The Great War is remembered for the bloody stalemate of the trenches yet in these first encounters when it was still a war of movement daily casualties were enormous – especially for the French – much higher than in most later battles; though the Somme has a grim reputation in Britain.

I heard a woman on BBC Radio 2’s Pause for Thought this morning say she refused to call it the Great War “as there was nothing great about it.” Wrong meaning of great I’m afraid.

Scotland 0-2 Belgium

FIFA World Cup Qualifier: Europe, Group A, Hampden Park, 6/9/13.

Nobody really expected Scotland to get a result out of this and so it transpired.

I only saw the highlights and it looked as if Belgium did not have to reach top gear. Even so, Scotland did well to restrict them to as few attempts on goal as they got.

Belgium are an impressive side. Whether they are impressive enough to go all the way in Brazil next year is another matter.

Bottom of the group again. With only two games left we really need a win on Tuesday in Macedonia to have any hope of avoiding that spot at the end of the qualifiers.

Scotland 1-0 Estonia

International Friendly, Pittodrie Stadium, 6/2/13

I suppose we should be grateful for small mercies. A win’s a win after all – and those were difficult to come by under Craig Levein.

The highlights didn’t look very exciting and a poor pitch didn’t help. The goal came from a set piece – which is how we’ll have to hope to score against the likes of Belgium and Croatia – and Allan McGregor saved the jerseys at one point.

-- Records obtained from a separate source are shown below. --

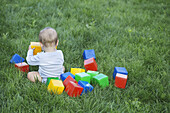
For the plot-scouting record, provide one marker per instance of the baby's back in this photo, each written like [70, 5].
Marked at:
[51, 64]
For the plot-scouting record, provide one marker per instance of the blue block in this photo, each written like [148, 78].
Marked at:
[16, 59]
[65, 75]
[89, 54]
[86, 86]
[120, 70]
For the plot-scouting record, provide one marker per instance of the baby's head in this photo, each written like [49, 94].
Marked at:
[48, 37]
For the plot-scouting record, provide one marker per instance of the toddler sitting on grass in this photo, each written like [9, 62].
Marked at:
[50, 61]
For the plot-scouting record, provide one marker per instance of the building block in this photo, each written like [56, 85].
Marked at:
[82, 76]
[90, 64]
[120, 80]
[120, 70]
[86, 86]
[37, 47]
[92, 73]
[24, 67]
[101, 80]
[68, 79]
[65, 75]
[50, 78]
[55, 86]
[76, 70]
[16, 59]
[73, 89]
[89, 54]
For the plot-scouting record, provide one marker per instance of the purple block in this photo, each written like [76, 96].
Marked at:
[120, 70]
[89, 54]
[16, 59]
[65, 75]
[86, 86]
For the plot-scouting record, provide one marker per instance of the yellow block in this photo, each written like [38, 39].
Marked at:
[77, 70]
[55, 86]
[37, 47]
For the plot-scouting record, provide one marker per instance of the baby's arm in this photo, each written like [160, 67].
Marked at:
[32, 59]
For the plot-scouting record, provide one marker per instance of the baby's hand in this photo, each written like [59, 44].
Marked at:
[30, 47]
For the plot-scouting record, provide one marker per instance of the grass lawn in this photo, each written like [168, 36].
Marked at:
[134, 34]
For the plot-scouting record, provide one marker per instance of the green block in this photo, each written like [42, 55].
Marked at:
[92, 73]
[49, 78]
[82, 76]
[101, 79]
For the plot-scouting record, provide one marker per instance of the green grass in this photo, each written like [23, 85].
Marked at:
[131, 33]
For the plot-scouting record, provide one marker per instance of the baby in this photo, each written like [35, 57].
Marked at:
[50, 61]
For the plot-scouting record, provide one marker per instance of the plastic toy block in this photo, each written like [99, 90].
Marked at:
[101, 79]
[90, 64]
[77, 70]
[92, 73]
[68, 79]
[86, 86]
[120, 80]
[89, 54]
[24, 67]
[37, 47]
[55, 86]
[120, 70]
[16, 59]
[65, 75]
[73, 89]
[50, 78]
[82, 76]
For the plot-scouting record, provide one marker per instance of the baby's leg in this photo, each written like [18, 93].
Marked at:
[33, 76]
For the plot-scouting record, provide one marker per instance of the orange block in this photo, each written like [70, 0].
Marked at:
[37, 47]
[120, 80]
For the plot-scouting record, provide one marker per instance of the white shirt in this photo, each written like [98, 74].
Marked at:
[50, 63]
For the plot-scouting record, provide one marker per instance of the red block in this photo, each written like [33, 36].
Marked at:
[120, 80]
[68, 79]
[73, 89]
[24, 67]
[90, 64]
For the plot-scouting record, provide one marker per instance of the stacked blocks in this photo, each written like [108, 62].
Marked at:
[73, 89]
[92, 73]
[65, 75]
[50, 78]
[68, 79]
[55, 86]
[120, 80]
[77, 70]
[16, 59]
[120, 70]
[89, 54]
[101, 79]
[37, 47]
[82, 76]
[86, 86]
[24, 67]
[90, 64]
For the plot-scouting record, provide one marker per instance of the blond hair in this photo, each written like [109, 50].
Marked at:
[48, 37]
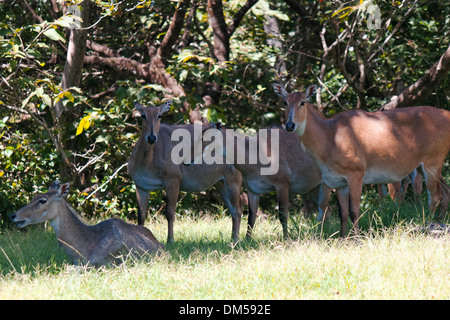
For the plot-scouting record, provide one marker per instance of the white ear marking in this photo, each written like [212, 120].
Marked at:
[166, 106]
[63, 190]
[310, 91]
[279, 90]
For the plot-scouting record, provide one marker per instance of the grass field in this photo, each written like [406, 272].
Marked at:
[389, 260]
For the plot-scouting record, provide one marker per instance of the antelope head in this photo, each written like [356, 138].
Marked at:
[295, 107]
[44, 207]
[151, 119]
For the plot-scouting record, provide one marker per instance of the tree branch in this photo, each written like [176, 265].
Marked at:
[239, 15]
[174, 30]
[422, 87]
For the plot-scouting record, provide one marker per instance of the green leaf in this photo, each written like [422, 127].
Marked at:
[84, 124]
[53, 34]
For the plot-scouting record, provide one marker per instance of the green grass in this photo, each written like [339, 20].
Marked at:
[390, 260]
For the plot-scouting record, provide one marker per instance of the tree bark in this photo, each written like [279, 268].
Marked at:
[75, 56]
[222, 34]
[153, 71]
[424, 86]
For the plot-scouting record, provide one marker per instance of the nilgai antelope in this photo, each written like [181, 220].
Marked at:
[397, 191]
[296, 172]
[357, 147]
[97, 245]
[151, 167]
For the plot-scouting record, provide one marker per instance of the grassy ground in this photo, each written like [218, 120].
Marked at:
[390, 260]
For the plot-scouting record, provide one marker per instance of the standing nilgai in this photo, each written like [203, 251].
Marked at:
[151, 167]
[100, 244]
[357, 147]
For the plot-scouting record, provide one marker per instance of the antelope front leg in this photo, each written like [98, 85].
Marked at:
[343, 201]
[172, 192]
[142, 198]
[355, 190]
[253, 204]
[283, 201]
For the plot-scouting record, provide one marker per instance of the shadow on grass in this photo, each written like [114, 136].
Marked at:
[30, 250]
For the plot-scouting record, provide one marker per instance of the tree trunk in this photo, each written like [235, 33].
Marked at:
[75, 56]
[424, 86]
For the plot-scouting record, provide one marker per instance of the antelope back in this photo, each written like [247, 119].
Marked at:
[43, 207]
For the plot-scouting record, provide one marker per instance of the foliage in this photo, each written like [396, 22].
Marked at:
[100, 137]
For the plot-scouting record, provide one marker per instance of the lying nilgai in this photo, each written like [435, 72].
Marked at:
[357, 147]
[295, 172]
[151, 167]
[97, 245]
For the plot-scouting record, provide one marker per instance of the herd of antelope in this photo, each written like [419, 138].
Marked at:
[313, 156]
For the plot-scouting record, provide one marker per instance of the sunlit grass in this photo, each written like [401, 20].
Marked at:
[389, 260]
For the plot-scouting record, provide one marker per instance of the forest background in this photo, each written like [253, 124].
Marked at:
[68, 86]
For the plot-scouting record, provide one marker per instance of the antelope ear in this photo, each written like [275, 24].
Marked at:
[310, 91]
[166, 106]
[138, 109]
[279, 90]
[219, 125]
[63, 190]
[54, 185]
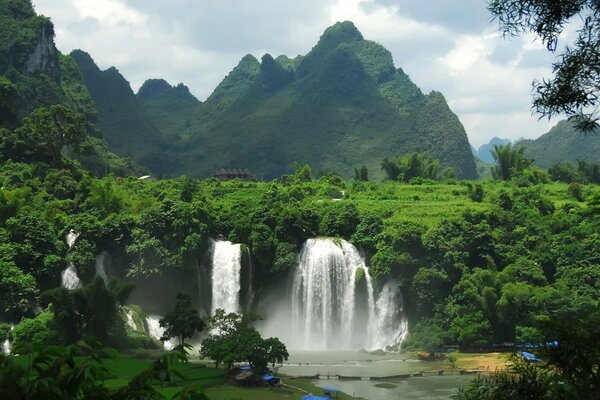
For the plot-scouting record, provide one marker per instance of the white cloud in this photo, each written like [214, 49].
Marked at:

Gordon Strachan’s mood music is brighter than Levein’s, he’ll most likely play in a more attacking style. The players might take heart from it.

It was only Estonia (no mugs, but also no great football power) but a clean sheet is always welcome.

We also have a few players in England’s top level, not something that could be said for a while.

It’s still going to be an uphill struggle to get a decent draw in the next European Championship.